Resterebbero Destra e M5s a spartirsi il rimanente 60%. Avendo entrambi leadership inidonee, rimarrebbe la situazione statu quo ante bellum. Per trent’anni abbiamo avuto al potere leader politici di destra o di sinistra stile G7, questi avevano in comune, sì l’idoneità (formale) ma pure l’inettitudine (sostanziale, e i risultati consuntivati lo confermano). I “nuovi” appaiono sia inidonei che potenzialmente inetti. Sostituire gli uni con gli altri non comporta né un miglioramento, né un peggioramento dell’esistente. Ad esempio, sostituire Matteo Renzi con Luigi Di Maio o con Matteo Salvini, dal un punto di vista dei risultati attesi, sarebbe irrilevante, salvo un segnale di discontinuità: chi ha fallito deve andare a casa.

Alla Bocconi si è svolto qualche giorno fa un convegno su “Europa e sfide globali”, con un parterre ove c’erano i più prestigiosi reduci della globalizzazione. Il professor Richard Baldwin ha trovato la locuzione perfetta per connotare la bestia nera di costoro: il populismo (questo orrendo diavolo che giace ogni notte accanto a noi cittadini, possedendoci ripetutamente). Eccola: “Il populismo è l’idea che il popolo è puro, mentre le élite sono corrotte”. Sorridendo, ho imbracciato la mia carabina ad aria compressa, ho subito sparato … un tweet: “Dire: il popolo è puro e le élite corrotte è un falso. Il popolo è moderatamente corrotto”.

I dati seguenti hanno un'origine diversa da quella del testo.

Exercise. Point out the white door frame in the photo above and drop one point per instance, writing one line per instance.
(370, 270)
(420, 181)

Siamo entrati in un periodo culturalmente molto difficile, ma dobbiamo viverlo serenamente, tante cose succederanno, ma nulla cambierà. Continueremo a trovare tutto insopportabile, e in effetti lo sarà, ma continueremo a sopportarlo. D’altro canto, le attuali élite hanno governato per trent’anni, seguendo un certo modello (poi rivelatosi fallimentare) e con certi comportamenti (spesso sciagurati), sarebbe folle pensare che possa arrivare un Mandrake e voilà, un colpo di bacchetta e cambia tutto. Nella vita reale, Mandrake non esiste, accontentiamoci di qualche Lothar, più o meno leopardato, e ogni notte, posseduti dal diavolo populista, sogniamo un mondo migliore, senza costoro. Almeno il sogno è solo nostro.